His date is inferred from his writing a work on the insurrection of the Jews, which broke out in the reign of this emperor. (Euseb. Hist. Eccl. 4.6; Niceph. Callist. Hist. Eccl. 3.24.) He also wrote a work entitled διάλεξις Παπίσκου καὶ Ἰάσονος, that is, a dialogue between Papiscus, a Jew, and Jason, a Jewish Christian, in which the former became convinced of the truth of the Christian religion. (Origen. c. Cels. iv. p. 199; Hieronym. Epist. ad Galat. 3.13.)

Editions

It was translated at an early time into Latin by one Celsus, but, with the exception of a few fragments, it is now lost.
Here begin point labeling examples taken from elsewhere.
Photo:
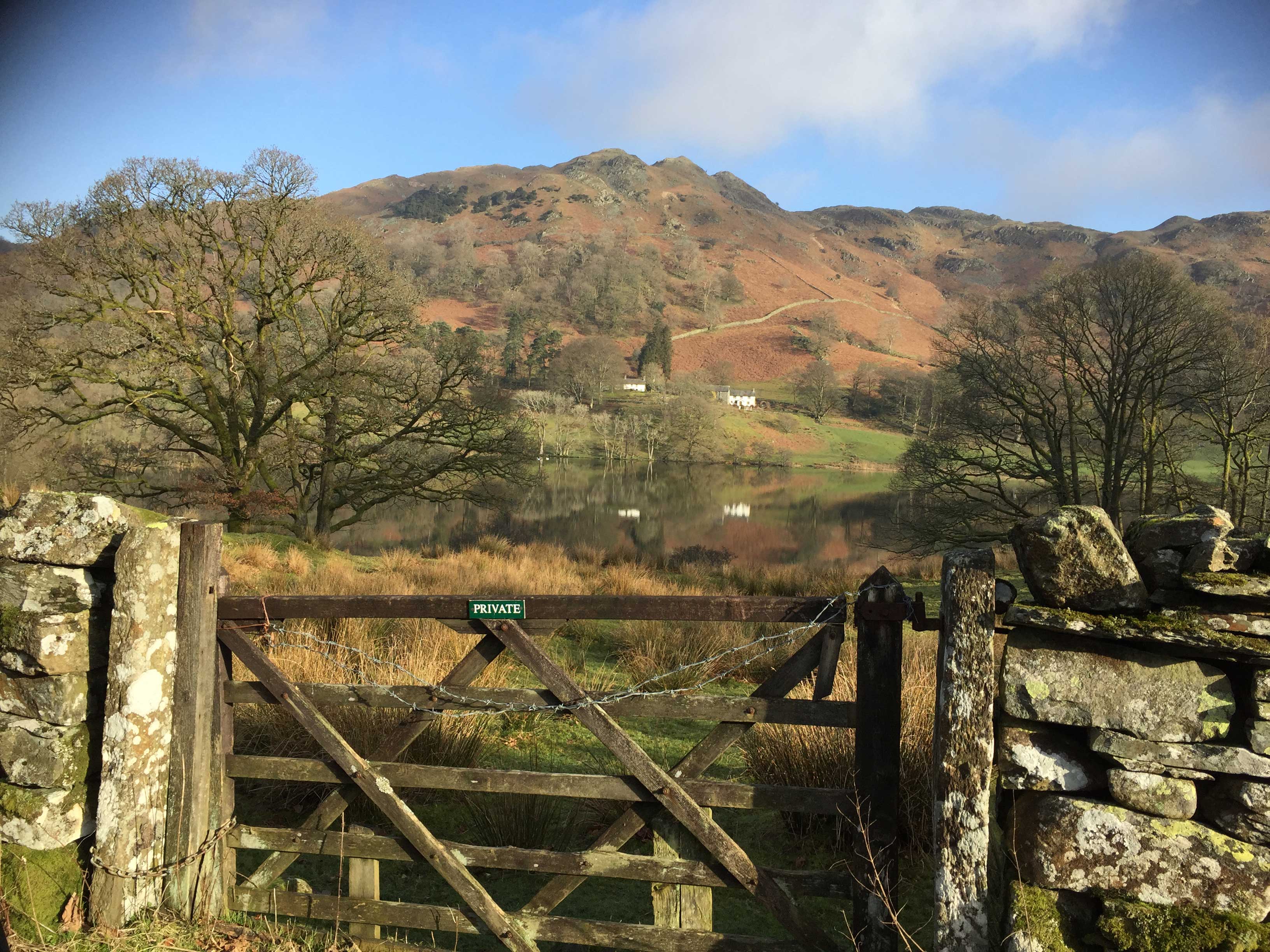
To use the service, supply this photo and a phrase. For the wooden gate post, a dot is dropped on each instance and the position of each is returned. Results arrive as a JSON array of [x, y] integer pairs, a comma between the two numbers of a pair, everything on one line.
[[677, 907], [965, 752], [364, 883], [879, 616], [195, 890]]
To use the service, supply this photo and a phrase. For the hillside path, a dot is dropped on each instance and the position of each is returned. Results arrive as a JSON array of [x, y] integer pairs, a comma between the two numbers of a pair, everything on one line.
[[784, 308]]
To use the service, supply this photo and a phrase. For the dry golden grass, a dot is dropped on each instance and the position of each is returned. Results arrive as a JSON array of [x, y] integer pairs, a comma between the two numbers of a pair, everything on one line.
[[824, 757], [817, 757], [163, 931]]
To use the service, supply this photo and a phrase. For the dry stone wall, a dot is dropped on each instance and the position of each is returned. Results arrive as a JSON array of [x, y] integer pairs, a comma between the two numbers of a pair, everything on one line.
[[88, 605], [1133, 725]]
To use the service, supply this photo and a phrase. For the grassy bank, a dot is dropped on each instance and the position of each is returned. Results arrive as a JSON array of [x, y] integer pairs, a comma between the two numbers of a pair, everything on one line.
[[602, 657], [836, 441]]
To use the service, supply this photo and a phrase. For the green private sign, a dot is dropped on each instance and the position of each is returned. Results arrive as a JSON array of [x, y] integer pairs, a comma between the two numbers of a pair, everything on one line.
[[487, 609]]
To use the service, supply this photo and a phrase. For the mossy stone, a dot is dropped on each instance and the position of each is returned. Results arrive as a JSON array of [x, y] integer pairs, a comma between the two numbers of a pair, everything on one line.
[[37, 884], [1144, 927]]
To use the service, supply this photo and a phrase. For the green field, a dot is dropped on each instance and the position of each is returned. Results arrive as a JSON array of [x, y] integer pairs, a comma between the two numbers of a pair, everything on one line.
[[833, 442]]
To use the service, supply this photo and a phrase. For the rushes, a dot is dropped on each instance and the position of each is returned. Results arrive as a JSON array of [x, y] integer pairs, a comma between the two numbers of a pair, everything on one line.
[[824, 757]]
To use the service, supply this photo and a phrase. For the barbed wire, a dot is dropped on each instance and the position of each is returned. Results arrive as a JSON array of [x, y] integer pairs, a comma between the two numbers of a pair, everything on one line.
[[474, 706]]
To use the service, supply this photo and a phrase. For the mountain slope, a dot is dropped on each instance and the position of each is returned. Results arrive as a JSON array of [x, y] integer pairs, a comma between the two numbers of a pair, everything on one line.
[[891, 277]]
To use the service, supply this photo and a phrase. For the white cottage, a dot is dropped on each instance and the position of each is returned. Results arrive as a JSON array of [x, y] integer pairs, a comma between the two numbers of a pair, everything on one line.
[[745, 399]]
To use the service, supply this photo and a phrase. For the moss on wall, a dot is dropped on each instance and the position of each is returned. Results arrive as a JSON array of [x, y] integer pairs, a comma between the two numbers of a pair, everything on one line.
[[1141, 927], [36, 885]]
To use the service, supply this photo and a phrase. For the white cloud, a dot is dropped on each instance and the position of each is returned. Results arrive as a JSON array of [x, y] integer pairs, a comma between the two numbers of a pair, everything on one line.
[[1202, 159], [252, 36], [745, 74]]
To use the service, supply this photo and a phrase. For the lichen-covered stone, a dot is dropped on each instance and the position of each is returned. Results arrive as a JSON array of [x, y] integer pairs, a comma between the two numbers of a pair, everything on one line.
[[59, 698], [1230, 819], [1228, 638], [67, 528], [1072, 558], [1251, 553], [1147, 927], [1154, 794], [44, 819], [1161, 569], [37, 754], [36, 885], [1065, 842], [1209, 556], [1249, 795], [53, 619], [1030, 757], [1034, 922], [1215, 758], [1232, 584], [1095, 684], [1240, 808], [138, 730], [1163, 770], [1150, 534], [1259, 735], [1261, 684]]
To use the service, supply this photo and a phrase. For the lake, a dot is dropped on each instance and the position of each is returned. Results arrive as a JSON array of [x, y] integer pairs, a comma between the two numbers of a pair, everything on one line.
[[761, 516]]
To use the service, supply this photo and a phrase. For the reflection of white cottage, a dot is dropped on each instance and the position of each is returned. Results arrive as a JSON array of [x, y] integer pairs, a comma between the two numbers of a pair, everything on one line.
[[745, 399]]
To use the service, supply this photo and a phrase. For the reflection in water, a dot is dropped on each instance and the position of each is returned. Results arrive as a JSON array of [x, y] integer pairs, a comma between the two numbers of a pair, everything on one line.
[[769, 516]]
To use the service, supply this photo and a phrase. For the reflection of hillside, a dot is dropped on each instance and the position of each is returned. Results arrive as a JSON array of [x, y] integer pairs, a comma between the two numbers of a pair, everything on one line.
[[790, 516]]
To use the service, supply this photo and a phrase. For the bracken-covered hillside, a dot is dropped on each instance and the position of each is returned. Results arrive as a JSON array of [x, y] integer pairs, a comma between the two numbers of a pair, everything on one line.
[[889, 277]]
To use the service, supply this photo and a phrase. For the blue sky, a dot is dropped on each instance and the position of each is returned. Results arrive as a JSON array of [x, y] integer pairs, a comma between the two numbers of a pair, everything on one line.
[[1108, 114]]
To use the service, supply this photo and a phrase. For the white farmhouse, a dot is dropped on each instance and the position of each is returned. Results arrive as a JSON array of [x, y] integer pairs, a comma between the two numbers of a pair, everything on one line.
[[745, 399]]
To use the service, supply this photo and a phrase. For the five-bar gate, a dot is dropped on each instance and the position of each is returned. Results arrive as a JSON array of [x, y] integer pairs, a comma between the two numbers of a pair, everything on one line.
[[676, 803]]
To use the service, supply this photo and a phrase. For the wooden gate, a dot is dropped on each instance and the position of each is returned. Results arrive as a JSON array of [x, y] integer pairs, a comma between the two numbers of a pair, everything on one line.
[[676, 802]]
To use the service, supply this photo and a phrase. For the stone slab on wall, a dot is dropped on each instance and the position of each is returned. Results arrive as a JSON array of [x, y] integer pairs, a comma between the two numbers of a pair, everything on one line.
[[1173, 712], [65, 559], [138, 730]]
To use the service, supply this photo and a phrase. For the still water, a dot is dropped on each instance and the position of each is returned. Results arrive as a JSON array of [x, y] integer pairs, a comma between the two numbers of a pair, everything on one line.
[[773, 516]]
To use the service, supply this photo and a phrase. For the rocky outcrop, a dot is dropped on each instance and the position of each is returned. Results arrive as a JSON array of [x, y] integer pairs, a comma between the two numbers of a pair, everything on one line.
[[1030, 757], [1074, 843], [1072, 558], [1072, 681]]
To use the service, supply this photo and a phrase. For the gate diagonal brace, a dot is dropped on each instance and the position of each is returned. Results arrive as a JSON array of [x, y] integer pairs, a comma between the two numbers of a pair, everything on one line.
[[695, 763], [375, 786], [665, 789], [394, 746]]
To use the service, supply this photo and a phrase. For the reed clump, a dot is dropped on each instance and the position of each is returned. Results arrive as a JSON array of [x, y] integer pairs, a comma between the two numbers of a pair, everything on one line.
[[824, 757]]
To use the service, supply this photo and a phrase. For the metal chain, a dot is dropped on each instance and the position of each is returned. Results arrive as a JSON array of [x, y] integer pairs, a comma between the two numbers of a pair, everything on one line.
[[155, 873], [484, 706]]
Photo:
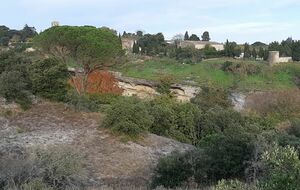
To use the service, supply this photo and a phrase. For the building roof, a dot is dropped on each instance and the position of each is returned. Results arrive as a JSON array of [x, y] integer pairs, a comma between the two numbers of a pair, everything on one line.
[[201, 42]]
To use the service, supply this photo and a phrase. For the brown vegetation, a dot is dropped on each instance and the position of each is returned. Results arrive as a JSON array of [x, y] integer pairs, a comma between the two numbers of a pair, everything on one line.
[[98, 82]]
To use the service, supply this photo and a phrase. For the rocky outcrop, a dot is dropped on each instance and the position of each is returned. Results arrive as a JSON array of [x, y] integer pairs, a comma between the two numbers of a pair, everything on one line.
[[147, 89]]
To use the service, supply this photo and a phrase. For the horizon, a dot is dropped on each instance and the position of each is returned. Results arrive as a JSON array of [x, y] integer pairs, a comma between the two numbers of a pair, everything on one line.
[[247, 21]]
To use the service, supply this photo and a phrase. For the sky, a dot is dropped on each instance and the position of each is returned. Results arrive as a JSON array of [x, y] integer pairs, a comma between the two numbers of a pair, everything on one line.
[[236, 20]]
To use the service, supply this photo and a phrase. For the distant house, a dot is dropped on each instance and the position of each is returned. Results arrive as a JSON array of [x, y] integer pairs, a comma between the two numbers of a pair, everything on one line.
[[202, 44]]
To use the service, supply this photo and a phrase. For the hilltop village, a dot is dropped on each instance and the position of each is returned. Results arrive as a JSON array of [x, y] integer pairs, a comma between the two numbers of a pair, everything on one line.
[[84, 107]]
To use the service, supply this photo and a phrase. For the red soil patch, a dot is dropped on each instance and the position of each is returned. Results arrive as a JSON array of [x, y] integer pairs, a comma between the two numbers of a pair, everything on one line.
[[98, 82]]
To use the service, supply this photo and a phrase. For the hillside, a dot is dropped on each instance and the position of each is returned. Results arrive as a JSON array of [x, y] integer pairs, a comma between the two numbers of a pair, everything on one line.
[[108, 160], [209, 72]]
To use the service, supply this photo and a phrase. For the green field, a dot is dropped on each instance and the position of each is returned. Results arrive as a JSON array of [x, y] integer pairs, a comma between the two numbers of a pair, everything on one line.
[[209, 72]]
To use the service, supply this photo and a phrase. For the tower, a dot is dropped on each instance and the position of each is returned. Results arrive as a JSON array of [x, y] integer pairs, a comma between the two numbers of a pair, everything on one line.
[[273, 57]]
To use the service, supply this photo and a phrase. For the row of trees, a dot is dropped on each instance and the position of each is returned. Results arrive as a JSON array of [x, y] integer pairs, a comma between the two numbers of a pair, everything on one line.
[[7, 35], [287, 48], [205, 36]]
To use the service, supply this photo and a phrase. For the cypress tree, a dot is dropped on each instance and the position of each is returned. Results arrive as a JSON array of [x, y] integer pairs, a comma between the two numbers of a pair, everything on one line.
[[186, 36]]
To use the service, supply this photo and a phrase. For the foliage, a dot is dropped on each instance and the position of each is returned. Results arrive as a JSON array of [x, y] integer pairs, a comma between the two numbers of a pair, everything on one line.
[[231, 49], [217, 120], [241, 68], [36, 184], [234, 185], [165, 84], [280, 104], [290, 136], [173, 119], [205, 36], [188, 55], [49, 79], [88, 47], [210, 52], [227, 155], [210, 97], [172, 171], [15, 84], [42, 169], [282, 169], [128, 117], [61, 165], [186, 36]]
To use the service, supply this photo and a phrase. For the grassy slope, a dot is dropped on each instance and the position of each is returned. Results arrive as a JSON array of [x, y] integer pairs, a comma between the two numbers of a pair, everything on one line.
[[208, 72]]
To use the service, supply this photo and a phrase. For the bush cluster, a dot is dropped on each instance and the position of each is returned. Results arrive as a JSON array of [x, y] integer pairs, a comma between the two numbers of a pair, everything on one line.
[[241, 68], [53, 168], [21, 78]]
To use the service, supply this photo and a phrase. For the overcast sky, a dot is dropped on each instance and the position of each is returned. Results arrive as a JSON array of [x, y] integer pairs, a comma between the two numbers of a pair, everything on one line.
[[236, 20]]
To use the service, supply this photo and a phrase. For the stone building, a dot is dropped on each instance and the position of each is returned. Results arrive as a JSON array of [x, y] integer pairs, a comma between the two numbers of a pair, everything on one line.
[[127, 44], [274, 58], [202, 44], [54, 23]]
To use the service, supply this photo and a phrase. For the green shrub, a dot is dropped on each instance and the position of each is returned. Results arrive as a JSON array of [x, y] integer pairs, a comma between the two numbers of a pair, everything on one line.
[[41, 169], [281, 105], [189, 55], [36, 184], [217, 120], [49, 79], [282, 169], [225, 156], [241, 68], [164, 116], [128, 117], [234, 185], [15, 84], [14, 87], [62, 166], [172, 171], [165, 83], [290, 136], [211, 97], [173, 119]]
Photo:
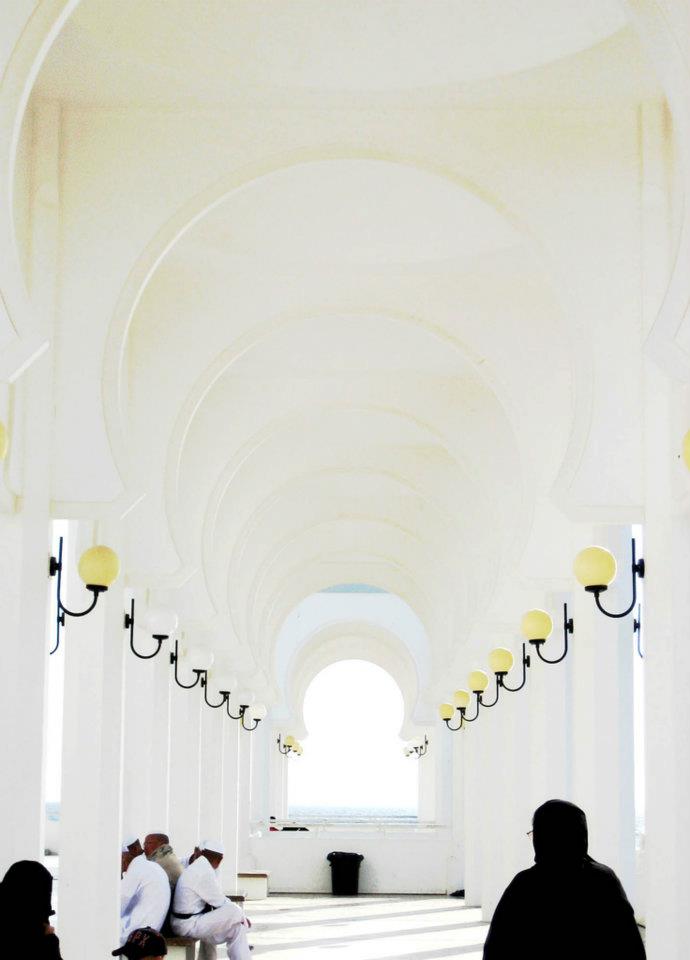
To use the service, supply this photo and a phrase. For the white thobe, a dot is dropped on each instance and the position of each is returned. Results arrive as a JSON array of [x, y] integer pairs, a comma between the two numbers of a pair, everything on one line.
[[225, 923], [144, 896]]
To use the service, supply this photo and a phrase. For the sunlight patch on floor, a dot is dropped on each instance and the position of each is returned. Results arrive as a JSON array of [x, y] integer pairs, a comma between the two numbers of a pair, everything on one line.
[[365, 928]]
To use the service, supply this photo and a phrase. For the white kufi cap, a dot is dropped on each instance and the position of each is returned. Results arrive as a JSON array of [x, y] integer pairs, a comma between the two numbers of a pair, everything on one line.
[[213, 846]]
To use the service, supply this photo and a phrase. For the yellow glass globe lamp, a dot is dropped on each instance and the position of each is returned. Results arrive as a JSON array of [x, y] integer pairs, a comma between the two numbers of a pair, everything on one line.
[[446, 711], [501, 661], [99, 567], [536, 626], [595, 568], [478, 681]]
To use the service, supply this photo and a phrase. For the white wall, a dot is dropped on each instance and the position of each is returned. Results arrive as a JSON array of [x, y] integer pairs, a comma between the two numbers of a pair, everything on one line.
[[404, 861]]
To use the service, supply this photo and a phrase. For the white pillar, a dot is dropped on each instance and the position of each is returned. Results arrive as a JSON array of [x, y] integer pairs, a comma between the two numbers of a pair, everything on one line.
[[245, 799], [211, 783], [603, 731], [231, 780], [25, 536], [185, 719], [158, 690], [91, 766], [139, 708], [456, 861], [475, 776], [667, 664]]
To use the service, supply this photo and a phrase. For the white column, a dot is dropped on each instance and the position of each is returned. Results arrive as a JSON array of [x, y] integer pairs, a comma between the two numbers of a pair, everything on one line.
[[667, 664], [245, 799], [263, 748], [551, 730], [231, 781], [456, 861], [185, 718], [90, 839], [475, 777], [277, 788], [138, 756], [159, 692], [25, 536], [603, 734], [211, 783]]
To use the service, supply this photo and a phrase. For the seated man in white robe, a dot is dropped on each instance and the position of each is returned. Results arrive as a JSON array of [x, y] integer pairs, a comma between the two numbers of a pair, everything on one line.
[[201, 910], [144, 891]]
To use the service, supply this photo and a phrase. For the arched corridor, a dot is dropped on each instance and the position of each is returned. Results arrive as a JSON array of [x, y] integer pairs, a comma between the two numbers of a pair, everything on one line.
[[333, 332]]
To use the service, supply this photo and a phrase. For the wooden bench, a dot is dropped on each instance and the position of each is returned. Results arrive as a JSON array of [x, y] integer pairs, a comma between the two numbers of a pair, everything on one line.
[[181, 947]]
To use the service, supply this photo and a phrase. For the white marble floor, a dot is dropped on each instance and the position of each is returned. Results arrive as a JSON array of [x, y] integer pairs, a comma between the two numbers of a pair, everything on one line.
[[364, 928]]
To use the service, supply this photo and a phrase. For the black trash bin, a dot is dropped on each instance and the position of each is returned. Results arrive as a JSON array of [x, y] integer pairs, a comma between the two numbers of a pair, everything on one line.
[[345, 873]]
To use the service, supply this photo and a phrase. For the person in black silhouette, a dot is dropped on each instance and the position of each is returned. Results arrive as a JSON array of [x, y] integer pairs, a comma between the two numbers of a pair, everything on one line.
[[25, 911], [567, 905]]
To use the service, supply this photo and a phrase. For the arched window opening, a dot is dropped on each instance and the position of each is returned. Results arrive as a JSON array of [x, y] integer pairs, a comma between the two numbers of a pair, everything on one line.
[[353, 767]]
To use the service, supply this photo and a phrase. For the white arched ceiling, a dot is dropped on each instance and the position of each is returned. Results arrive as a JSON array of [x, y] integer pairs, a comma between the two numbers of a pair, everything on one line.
[[348, 290], [354, 430], [342, 45], [325, 628]]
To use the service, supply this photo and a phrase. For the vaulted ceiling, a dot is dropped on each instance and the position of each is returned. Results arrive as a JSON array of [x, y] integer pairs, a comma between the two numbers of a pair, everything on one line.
[[340, 295]]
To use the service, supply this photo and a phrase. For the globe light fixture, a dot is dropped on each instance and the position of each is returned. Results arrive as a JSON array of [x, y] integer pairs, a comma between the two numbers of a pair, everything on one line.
[[225, 683], [447, 710], [4, 441], [685, 450], [244, 700], [160, 623], [254, 714], [419, 747], [595, 568], [288, 745], [501, 662], [98, 567], [537, 627], [199, 660]]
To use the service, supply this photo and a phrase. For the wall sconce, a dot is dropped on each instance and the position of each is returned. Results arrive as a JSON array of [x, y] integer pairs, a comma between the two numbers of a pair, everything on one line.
[[419, 747], [98, 567], [248, 710], [160, 623], [501, 662], [225, 684], [461, 701], [537, 627], [637, 629], [254, 714], [595, 568], [203, 660], [289, 745]]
The introduction written to it by the translator is still extant, and is printed in the Oxford edition of the " Opuscula" of Cyprian (p. 30) and elsewhere.


Further Information

Hubmann, l.c. p. 105.


Ariston

6. Of Alaea (Ἀλαιεύς), a Greek rhetorician who wrote, according to Diogenes Laertius (7.164) scientific treatises on rhetoric. Another rhetorician of the same name, a native of Gerasa, is mentioned by Stephanus of Byzantium. (s. v. Γέρασα.)

The name of Ariston occurs very frequently in ancient writers, and it has been calculated that about thirty persons of this name may be distinguished ; but of most of them we know nothing but the name. They have often been confounded with one another both by ancient and modern writers, particularly Ariston of Chios and Ariston of Ceos. (Sintenis, ad Plut. Themist. 3, and especially the treatise of Hubmann referred to above.)